EASTERN Highlands Governor Malcolm KelaSmith’s invitation to New Zealand investors to invest in his province has been described as a risky proposition.
A community leader from Kokinage village in Bena, James Safanota, said although the idea looks great, “it is a risky venture as Eastern Highlands now leads the figures in criminal activities, tribal fights, armed criminals terrorising innocent villagers, drug cultivation and marketing”.
“In fact, you walk the streets of Goroka and you will notice escalating law and order problems, the number of hold-ups, bag-snatching, public loitering and other social disorder has increased.
“The number of criminals running around Kainantu town freely with high-powered firearms is alarming,” he said.
Mr Safanota said tribal fights in different parts of the province must also be brought under control before such an invitation was extended to our neighbours.
“Currently, the Asians are conducting business under heavily fortified premises.
“How is Mr Smith going to assure the safety and well-being of the people conducting business in the province?
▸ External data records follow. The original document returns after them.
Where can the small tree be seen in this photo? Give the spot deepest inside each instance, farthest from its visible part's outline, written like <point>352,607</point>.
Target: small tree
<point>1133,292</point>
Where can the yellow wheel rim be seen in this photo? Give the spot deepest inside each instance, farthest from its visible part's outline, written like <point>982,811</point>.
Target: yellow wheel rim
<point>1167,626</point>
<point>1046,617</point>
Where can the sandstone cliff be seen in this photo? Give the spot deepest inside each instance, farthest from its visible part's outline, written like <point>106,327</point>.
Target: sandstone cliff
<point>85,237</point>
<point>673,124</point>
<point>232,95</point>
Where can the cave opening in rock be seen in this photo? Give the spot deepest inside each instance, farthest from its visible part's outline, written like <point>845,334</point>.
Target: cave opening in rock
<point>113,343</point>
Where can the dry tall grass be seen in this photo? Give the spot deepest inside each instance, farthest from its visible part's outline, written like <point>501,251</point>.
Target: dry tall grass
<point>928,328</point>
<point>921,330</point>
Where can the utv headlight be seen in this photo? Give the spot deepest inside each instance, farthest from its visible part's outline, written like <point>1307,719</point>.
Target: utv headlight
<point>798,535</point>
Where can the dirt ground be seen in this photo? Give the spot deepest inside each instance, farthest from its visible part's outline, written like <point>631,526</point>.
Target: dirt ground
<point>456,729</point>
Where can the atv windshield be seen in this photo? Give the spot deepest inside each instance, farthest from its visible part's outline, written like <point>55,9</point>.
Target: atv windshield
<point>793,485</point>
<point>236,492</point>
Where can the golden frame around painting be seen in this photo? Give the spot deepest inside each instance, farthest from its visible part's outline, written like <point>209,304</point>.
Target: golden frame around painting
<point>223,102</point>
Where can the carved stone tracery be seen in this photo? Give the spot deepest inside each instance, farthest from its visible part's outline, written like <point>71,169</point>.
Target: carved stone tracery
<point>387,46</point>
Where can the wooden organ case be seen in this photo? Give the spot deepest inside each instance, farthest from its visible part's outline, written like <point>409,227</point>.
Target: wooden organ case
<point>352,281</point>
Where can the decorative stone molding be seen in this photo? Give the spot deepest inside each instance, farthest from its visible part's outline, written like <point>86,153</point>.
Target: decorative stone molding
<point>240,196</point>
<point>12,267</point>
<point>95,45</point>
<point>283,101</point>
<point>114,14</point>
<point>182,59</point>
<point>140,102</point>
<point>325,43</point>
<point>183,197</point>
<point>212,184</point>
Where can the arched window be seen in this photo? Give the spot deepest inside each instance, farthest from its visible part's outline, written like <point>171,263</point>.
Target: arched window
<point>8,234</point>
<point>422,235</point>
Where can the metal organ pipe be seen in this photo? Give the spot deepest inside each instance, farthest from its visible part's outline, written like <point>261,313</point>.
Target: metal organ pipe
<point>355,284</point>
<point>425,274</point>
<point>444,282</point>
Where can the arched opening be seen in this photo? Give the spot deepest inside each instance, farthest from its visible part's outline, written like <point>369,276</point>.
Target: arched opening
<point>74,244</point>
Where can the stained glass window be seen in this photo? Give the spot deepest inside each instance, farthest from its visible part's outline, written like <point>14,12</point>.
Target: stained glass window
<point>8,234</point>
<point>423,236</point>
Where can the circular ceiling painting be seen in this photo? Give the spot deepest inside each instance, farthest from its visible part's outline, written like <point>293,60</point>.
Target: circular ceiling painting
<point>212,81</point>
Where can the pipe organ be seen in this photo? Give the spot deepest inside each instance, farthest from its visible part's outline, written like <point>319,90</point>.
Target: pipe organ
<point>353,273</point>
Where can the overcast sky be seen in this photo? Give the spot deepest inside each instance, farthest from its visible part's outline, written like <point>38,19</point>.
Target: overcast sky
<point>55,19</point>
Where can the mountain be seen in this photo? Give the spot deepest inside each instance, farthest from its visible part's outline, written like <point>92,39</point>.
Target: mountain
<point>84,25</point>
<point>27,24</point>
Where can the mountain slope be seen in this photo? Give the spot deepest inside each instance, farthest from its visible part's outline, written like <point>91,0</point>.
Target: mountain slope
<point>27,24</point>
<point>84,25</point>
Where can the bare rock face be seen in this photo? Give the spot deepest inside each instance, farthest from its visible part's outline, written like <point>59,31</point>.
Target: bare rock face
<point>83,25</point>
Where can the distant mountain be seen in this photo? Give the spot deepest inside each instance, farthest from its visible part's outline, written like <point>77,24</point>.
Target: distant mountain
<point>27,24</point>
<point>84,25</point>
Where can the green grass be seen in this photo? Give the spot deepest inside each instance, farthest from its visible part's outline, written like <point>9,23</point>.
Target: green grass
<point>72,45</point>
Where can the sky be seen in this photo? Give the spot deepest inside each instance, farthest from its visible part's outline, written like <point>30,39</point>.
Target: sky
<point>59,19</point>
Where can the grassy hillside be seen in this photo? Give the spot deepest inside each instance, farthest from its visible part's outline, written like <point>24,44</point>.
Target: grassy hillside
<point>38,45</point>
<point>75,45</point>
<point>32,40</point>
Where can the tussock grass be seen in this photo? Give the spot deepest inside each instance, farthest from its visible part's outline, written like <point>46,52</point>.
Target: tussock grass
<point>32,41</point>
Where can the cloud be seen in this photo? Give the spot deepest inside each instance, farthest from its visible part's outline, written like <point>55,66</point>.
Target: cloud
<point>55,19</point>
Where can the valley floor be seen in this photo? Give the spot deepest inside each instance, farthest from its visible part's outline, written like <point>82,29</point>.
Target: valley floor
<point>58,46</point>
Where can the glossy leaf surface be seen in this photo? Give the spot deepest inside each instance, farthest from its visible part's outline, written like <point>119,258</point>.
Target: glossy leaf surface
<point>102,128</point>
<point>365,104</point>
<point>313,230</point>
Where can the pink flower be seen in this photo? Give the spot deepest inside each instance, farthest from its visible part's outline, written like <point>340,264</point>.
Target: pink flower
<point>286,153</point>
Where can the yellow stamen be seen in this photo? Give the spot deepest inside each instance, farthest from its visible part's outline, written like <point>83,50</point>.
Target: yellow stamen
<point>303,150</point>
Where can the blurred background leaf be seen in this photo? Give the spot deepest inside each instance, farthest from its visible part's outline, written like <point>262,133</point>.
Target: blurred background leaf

“He must put his priorities right if he is serious in ensuring this province develops on par with other provinces in PNG,” Mr Safanota said.
He reiterated that the current police hierarchy in the province needed to be revamped as its performance “is a disgrace”.
“Many police personnel do not have respect for the uniform they wear, they have attitude and morale problems they need to address.
“The chewing of buai, smoking, drinking while in uniform during official hours is a national disgrace,” he said.
Mr Safanota said all Government departments were having funding problems but that should not be an excuse for police personnel disgracing the uniform and the profession they swore to uphold without fear or favour.
He appealed to all eight MPs from the province to work together to address the law and order concerns.
Mr Safanota also challenged the provincial administration to be pro-active to such issues to improve the image of the province.
“The once beautiful town of Goroka is now infested with petty criminals that you have to be on guard just to cross the street for an ice-cream,” he said.
“It is an even worse scenario at Goroka market where people from enemy tribes chop each other like animals.
“This is also the venue where youths openly sell and consume marijuana, gamble, snatch bags and cause other social disorders.
“New Zealanders are not new to this province, they had the once successful project like honey but it is now rundown,” Mr Safanota said.
Mr Smith had extended the invitation during the visit of New Zealand Governor-General Sir Anand Satyanand to Goroka late last month.